Agent

[source]

Agent

polyaxon.estimators.agents.Agent(model_fn, memory, model_dir=None, config=None, params=None)

Agent class is a reinforcement learning Q model trainer/evaluator.

Constructs an Agent instance.

  • Args:

    • model_fn: Model function. Follows the signature:

      • Args:
      • features: single Tensor or dict of Tensors (depending on data passed to fit),
      • labels: Tensor or dict of Tensors (for multi-head models). If mode is Modes.PREDICT, labels=None will be passed. If the model_fn's signature does not accept mode, the model_fn must still be able to handle labels=None.
      • mode: Specifies if this training, evaluation or prediction. See Modes.
      • params: Optional dict of hyperparameters. Will receive what is passed to Estimator in params parameter. This allows to configure Estimators from hyper parameter tuning.
      • config: Optional configuration object. Will receive what is passed to Estimator in config parameter, or the default config. Allows updating things in your model_fn based on configuration such as num_ps_replicas.
      • model_dir: Optional directory where model parameters, graph etc are saved. Will receive what is passed to Estimator in model_dir parameter, or the default model_dir. Allows updating things in your model_fn that expect model_dir, such as training hooks.
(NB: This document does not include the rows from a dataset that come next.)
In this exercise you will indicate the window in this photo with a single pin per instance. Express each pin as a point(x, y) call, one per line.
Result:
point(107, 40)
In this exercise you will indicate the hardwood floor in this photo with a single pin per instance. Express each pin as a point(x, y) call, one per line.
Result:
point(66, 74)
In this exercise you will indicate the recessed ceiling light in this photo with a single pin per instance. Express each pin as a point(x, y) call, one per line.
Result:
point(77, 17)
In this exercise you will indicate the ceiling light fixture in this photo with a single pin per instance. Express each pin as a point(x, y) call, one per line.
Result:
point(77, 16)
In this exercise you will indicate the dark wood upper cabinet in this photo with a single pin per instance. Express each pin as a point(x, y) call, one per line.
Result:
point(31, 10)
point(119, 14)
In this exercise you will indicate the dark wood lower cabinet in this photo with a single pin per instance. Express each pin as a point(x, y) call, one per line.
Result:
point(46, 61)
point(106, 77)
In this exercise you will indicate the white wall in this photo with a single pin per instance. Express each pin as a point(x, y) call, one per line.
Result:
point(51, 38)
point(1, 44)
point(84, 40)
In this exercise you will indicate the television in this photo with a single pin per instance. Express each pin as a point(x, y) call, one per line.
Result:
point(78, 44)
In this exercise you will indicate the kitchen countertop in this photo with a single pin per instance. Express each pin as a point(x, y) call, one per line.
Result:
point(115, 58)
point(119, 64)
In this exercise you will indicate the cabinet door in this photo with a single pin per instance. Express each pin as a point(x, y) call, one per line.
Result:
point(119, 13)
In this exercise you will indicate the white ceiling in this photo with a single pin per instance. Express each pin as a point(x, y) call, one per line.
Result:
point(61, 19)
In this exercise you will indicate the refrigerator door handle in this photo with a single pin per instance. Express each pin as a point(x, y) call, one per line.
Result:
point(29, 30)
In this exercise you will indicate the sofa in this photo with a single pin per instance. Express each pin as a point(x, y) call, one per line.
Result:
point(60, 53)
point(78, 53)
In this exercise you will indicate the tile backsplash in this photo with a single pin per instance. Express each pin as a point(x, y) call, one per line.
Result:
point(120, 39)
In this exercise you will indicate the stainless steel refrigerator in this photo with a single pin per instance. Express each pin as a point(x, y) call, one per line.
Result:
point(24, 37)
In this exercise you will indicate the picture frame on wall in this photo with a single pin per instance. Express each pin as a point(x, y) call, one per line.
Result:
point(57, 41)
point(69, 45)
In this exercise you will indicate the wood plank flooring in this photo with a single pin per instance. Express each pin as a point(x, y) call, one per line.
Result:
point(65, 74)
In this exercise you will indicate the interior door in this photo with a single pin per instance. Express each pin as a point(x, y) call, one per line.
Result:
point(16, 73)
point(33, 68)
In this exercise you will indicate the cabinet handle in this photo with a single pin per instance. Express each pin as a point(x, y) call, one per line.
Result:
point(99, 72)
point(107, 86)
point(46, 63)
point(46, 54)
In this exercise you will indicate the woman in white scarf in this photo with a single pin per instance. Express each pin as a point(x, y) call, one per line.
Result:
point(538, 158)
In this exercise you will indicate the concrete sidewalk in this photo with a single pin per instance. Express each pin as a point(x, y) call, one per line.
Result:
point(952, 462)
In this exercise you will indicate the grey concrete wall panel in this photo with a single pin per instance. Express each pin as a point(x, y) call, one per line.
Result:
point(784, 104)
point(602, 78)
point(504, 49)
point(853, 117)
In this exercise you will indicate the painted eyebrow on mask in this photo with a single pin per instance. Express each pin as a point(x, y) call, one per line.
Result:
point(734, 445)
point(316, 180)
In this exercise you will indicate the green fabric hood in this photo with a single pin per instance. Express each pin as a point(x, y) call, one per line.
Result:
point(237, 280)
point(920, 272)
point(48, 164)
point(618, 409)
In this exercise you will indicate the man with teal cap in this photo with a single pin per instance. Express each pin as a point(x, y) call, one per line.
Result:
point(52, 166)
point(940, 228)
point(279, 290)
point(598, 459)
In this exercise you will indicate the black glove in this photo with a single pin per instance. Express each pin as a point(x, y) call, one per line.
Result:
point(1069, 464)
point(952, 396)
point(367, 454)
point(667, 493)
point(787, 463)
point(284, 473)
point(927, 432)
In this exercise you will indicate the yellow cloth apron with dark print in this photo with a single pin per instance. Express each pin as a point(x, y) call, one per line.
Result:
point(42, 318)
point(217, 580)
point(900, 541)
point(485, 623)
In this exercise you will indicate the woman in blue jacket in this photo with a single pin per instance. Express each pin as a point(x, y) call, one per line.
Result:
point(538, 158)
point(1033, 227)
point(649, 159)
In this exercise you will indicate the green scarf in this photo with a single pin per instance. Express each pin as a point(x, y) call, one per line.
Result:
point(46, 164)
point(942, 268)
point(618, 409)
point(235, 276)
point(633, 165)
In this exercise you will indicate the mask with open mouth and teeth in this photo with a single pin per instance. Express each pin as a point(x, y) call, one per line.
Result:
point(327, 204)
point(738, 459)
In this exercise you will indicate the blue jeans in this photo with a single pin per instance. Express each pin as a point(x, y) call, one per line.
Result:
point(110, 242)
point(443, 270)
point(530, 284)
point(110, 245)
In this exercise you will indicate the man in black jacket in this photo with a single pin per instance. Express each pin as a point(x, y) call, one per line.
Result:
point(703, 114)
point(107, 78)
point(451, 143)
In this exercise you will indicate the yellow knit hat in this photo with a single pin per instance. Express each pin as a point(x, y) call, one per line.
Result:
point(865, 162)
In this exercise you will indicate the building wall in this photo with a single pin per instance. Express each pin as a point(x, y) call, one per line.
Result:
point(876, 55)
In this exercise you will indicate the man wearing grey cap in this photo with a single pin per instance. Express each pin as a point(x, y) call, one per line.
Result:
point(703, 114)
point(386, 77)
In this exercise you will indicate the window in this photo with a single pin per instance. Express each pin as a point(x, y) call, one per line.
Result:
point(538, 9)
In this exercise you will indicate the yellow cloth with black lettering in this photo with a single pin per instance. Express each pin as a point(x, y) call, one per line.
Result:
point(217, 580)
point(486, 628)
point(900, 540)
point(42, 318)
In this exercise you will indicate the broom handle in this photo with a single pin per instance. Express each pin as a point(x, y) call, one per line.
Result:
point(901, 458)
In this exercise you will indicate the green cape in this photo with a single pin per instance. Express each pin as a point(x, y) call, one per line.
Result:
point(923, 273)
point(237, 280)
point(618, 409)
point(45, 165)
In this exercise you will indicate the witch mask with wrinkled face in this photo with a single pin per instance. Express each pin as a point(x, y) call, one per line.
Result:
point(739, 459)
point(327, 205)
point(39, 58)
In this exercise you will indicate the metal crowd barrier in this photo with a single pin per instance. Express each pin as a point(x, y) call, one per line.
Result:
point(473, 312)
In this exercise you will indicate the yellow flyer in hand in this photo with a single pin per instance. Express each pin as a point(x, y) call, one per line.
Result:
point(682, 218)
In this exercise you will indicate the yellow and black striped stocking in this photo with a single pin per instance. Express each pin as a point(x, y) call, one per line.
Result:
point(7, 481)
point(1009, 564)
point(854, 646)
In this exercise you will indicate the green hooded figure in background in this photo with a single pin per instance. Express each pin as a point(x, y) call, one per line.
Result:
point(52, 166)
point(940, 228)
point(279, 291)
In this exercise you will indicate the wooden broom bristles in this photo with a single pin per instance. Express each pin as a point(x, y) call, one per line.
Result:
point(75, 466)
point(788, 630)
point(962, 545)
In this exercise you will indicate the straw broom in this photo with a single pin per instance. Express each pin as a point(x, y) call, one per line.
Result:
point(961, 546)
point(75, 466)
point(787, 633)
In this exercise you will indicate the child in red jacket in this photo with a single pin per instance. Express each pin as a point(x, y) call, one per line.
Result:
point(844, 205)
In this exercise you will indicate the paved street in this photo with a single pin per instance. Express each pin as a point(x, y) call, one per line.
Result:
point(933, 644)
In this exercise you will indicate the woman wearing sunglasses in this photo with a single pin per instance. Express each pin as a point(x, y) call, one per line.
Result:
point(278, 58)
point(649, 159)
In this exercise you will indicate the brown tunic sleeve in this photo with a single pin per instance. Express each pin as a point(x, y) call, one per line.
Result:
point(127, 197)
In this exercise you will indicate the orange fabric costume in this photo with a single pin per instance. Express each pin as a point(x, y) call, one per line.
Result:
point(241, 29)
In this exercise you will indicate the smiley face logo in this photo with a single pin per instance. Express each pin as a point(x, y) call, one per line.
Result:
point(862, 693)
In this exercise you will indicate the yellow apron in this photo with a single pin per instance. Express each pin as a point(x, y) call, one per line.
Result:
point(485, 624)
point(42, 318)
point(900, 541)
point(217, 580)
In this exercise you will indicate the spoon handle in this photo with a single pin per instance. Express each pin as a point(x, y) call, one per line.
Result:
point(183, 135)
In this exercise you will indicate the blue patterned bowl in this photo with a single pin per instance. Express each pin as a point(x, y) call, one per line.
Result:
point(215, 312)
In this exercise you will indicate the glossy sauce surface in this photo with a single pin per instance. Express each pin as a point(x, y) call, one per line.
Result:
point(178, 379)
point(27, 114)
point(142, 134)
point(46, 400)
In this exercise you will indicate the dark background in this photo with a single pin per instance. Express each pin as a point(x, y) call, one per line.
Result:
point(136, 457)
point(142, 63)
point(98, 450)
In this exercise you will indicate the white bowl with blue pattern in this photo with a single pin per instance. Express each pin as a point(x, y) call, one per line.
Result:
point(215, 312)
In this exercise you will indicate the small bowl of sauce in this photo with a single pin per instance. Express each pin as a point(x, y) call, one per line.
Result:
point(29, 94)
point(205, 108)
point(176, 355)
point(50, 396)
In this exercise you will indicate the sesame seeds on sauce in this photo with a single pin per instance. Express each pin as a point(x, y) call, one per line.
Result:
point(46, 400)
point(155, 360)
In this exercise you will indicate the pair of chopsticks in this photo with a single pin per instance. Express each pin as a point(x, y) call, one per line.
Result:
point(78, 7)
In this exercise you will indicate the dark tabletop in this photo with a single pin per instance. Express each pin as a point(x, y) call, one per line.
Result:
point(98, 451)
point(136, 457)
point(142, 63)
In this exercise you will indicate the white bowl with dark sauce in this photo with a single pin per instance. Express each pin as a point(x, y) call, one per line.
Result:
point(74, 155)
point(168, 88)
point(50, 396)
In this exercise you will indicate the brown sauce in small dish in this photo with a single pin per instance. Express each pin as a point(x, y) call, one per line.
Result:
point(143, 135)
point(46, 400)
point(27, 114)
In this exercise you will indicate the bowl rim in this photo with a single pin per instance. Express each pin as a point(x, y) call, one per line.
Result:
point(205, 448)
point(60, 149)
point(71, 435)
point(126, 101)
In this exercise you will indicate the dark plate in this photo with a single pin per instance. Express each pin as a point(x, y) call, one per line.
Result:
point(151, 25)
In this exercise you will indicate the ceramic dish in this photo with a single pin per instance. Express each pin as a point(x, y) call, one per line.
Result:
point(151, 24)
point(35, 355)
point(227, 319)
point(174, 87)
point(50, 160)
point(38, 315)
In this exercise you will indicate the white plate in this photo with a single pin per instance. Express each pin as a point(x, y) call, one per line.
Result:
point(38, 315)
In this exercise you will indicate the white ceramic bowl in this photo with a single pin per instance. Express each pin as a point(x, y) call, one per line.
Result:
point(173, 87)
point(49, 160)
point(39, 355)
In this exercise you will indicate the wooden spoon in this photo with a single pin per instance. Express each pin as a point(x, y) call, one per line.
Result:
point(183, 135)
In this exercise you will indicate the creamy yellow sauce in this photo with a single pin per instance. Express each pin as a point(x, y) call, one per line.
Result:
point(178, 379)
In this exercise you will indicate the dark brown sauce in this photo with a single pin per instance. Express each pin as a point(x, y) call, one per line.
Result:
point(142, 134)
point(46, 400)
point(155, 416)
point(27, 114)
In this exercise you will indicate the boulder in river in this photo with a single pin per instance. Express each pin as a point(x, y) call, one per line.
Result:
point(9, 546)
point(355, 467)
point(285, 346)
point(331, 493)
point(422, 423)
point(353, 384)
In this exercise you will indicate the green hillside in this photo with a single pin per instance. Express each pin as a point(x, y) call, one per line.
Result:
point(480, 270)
      • Returns: EstimatorSpec

      Supports next three signatures for the function:

      • (features, labels, mode)
      • (features, labels, mode, params)
      • (features, labels, mode, params, config)
      • (features, labels, mode, params, config, model_dir)
    • memory: An instance of a subclass of Memory.

    • model_dir: Directory to save model parameters, graph and etc. This can also be used to load checkpoints from the directory into a estimator to continue training a previously saved model.
    • config: Configuration object.
    • params: dict of hyper parameters that will be passed into model_fn. Keys are names of parameters, values are basic python types.
    • Raises:
    • ValueError: parameters of model_fn don't match params.

train

train(self, env, first_update=35, update_frequency=10, episodes=None, steps=None, hooks=None, max_steps=None, max_episodes=None)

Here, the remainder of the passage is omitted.